Taking folic acid before pregnancy, and through the first several weeks of pregnancy, may help reduce the risk of autism for those children, according to a new study published Tuesday in the Journal of the American Medical Association (JAMA).
Researchers in Norway looked at data from 85,000 pregnancies, and found that women who took the supplement four weeks before pregnancy, and through the eighth week of pregnancy, were 39% less likely to have children with autism.
The Norwegian study is the largest to date on the benefits of folic acid for autism prevention, and marks one of the first tangible things a woman can do to reduce her risk of giving birth to a child with the disorder.

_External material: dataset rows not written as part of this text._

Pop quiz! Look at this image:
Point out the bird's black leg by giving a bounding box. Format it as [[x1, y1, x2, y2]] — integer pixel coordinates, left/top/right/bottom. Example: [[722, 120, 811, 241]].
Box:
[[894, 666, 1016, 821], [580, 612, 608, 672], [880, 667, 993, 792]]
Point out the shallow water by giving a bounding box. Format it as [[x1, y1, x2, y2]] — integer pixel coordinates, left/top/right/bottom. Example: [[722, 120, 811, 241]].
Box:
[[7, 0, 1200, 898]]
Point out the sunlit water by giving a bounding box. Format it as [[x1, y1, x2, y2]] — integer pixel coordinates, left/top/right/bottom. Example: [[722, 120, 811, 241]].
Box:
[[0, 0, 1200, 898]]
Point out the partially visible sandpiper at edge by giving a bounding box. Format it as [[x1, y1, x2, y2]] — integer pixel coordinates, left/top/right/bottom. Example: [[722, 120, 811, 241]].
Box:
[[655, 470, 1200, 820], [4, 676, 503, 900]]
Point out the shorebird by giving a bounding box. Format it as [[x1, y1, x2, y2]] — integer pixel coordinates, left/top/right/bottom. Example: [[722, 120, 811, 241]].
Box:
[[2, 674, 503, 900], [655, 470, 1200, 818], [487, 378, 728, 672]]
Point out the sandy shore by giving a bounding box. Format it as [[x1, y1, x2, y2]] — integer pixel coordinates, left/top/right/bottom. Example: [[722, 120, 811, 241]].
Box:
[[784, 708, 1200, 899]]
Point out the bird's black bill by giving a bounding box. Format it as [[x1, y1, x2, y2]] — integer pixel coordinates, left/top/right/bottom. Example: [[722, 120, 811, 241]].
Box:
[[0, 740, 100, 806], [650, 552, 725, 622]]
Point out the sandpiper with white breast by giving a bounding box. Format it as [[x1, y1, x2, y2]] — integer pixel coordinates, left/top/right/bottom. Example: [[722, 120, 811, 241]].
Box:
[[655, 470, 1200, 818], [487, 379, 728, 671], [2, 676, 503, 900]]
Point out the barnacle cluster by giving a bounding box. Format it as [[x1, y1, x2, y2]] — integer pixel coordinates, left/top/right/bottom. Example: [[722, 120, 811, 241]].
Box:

“This is pretty exciting,” said Alycia Halladay, senior director for environmental and clinical sciences for Autism Speaks, an autism advocacy group. “It actually supports the idea of actionable things women can do before they become pregnant, and right as conception happens.”
Experts have known for some time that taking folic acid can prevent neural tube birth defects like spina bifida in developing fetuses. American Congress of Obstetricians and Gynecologists (ACOG) guidelines call for all women of child-bearing age – not just those who plan to get pregnant – to take 400 micrograms of folic acid daily to prevent birth defects. The same dose appears to provide some benefit in preventing autism, according to the research.
“This is another piece of evidence that supports the beneficial uses of folic acid during pregnancy,” said Halladay, who was not connected with the study.
The research “strongly suggests that taking folic acid prior to pregnancy may reduce the risk of autism in children,” said Dr. Edward R.B. McCabe, medical director for the March of Dimes. The organization also recommends women of child-bearing age take 400 micrograms of folic acid daily before conceiving and 600 to 800 micrograms per day while pregnant.
But some experts aren’t quite ready to tout the benefits of folic acid too loudly, particularly for autism prevention.
“It is possible that folic acid … might provide protection against other neurodevelopmental disorders like autism,” said Zachary Warren, director of the Treatment and Research Institute for Autism Spectrum Disorders at Vanderbilt University, who was also not involved in the study. “While the current study suggests such protection… the data really do not establish anything close to a causal connection.”
The Norwegian researchers do admit that more studies should be done to confirm the link.
Warren says he wishes the solution were as simple as just taking folic acid. “Caring for individuals with autism and their families would be a whole lot easier if we had simple answers about cause and risk,” he says. “The reality is, autism is a complex disorder and our best answers about causes and treatment are going to be complex as well.”
Despite the fact that a link between taking folic acid and reducing autism risk isn’t fully proven, Halladay says there’s no harm in taking the supplement, and women should be taking it anyway to prevent birth defects.